Patricia Hampl on What Happens When We Record Memories
“The heart, the guardian of intuition with its secret, often fearful intentions, is the boss. Its commands are what a writer obeys — often without knowing it.”
Writing is a way of getting to know our deepest intentions. Patricia Hampl’s I Could Tell You Stories: Sojourns in the Land of Memory tells us that and so much more. When we write to set down a memory — a child’s laughter, a mother’s lap, a father’s wishes — we believe we are driving the narrative. But the real writer is not the person who drives the car and cooks the dinner. The heart writes. We are, each of us, a symphony of circumstances, personae, spirit, and stories. As we watch our families grow, dust the snow off our children on a cold winter’s day, scrape eggs from a pan, and sing a well-worn lullaby, we are making memories. When we write, we make stories. Stories seem to be a patchwork of experience, but they are really woven from a timeless fabric.

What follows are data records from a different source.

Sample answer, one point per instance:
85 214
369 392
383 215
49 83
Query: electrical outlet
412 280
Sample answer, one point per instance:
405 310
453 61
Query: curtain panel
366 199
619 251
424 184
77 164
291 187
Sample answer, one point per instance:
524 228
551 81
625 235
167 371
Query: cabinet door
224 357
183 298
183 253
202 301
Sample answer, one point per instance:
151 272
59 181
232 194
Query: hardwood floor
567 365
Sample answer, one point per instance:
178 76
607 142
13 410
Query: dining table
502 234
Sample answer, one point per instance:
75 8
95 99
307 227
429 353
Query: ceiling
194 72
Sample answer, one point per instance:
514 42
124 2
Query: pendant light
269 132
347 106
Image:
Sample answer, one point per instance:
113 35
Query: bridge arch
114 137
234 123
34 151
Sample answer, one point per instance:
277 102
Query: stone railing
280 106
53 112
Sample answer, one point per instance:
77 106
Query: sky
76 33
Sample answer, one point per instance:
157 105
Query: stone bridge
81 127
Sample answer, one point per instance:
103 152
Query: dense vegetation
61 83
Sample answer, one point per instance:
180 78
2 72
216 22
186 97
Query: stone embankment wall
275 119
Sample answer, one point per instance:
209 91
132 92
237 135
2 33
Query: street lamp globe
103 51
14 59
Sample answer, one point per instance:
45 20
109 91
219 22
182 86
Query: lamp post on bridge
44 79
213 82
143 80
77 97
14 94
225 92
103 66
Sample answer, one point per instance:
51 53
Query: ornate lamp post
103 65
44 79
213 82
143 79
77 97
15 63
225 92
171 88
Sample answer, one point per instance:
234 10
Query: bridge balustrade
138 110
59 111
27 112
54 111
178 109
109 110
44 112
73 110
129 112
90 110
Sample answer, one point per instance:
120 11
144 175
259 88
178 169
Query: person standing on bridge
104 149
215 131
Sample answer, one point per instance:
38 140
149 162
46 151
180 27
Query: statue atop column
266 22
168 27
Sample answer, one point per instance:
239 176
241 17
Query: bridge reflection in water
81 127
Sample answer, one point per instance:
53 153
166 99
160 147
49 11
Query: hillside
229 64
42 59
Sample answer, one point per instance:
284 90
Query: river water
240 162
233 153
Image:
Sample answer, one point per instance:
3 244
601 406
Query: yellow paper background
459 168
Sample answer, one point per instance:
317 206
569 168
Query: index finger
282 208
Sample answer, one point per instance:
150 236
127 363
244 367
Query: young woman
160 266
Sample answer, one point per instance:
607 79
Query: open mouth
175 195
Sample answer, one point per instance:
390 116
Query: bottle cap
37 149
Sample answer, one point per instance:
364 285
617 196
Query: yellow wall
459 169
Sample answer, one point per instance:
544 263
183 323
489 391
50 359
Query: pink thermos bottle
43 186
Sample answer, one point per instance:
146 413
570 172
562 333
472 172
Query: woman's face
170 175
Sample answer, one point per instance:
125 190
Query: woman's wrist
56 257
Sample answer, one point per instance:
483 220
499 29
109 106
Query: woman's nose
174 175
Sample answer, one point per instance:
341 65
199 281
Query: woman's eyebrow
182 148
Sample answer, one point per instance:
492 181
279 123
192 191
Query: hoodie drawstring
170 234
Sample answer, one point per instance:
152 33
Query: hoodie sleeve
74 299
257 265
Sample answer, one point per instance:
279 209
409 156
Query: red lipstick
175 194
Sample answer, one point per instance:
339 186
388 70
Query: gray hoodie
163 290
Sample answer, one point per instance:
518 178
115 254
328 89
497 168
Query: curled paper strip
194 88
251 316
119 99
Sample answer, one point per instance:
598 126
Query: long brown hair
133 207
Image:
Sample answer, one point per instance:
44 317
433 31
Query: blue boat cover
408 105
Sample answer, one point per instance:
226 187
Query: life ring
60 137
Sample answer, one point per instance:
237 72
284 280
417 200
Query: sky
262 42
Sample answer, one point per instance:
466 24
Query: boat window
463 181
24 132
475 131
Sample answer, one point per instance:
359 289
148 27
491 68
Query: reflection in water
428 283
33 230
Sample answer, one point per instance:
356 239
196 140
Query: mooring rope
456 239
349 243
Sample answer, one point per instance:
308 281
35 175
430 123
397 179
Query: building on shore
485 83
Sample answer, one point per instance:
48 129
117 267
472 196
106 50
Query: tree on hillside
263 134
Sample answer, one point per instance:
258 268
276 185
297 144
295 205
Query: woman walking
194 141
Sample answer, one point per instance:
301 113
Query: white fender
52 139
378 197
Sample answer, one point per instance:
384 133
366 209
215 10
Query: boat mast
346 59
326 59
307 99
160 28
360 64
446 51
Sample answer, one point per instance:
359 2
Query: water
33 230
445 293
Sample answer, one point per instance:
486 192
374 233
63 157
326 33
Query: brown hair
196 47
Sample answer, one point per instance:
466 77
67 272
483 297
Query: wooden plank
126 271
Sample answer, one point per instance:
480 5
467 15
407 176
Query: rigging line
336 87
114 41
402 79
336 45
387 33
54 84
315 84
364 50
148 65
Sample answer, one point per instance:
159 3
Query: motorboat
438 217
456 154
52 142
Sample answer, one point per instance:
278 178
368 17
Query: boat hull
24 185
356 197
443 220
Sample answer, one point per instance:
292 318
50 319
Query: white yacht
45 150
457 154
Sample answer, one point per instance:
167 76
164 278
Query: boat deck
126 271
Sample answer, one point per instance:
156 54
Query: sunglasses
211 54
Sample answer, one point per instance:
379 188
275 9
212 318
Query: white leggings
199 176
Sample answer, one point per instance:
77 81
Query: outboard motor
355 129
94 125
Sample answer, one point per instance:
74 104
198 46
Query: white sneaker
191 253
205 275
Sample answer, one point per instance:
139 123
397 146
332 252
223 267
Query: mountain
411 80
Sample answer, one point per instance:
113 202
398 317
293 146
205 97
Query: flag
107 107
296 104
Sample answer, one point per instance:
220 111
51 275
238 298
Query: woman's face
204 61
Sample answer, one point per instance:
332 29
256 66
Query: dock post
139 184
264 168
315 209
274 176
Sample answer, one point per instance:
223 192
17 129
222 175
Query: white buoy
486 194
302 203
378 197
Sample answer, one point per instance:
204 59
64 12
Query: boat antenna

Because when we write we get quiet and hear the threadbare whisper of intuition, when we write we get intimate with this rock-bottom reality.
“Intimacy with a piece of writing, as with a person, comes from paying attention to the revelations it is capable of giving, not by imposing my own notions and agenda, no matter how well intentioned they might be.”
Our children allow us to become generous. We look for their best intentions. We make an effort to look beyond our prejudices and delve into the world of a new being. We get to know our babies’ cries. We sit uncomfortably with a child’s uncertainties. We dance in our living rooms despite our fear of being seen. Children surface our intimacy. Adult life can snuff out our tenderness. It can propel us toward personae. In family life we get a second chance to be in closer proximity to life. Children re-make us with their hot spark.
With this proximity comes discomfort. We no longer know with any certainty who we are. We stretch. We ache. It’s this same uncertainty that we sit with when we write our stories. To tell the story of our families is to wonder at the enigma of the ordinary.
“It still comes as a shock to realise that I don’t write about what I know, but in order to find out what I know. Is it possible to convey the enormous degree of blankness, confusion, hunch, and uncertainty lurking in the act of writing?”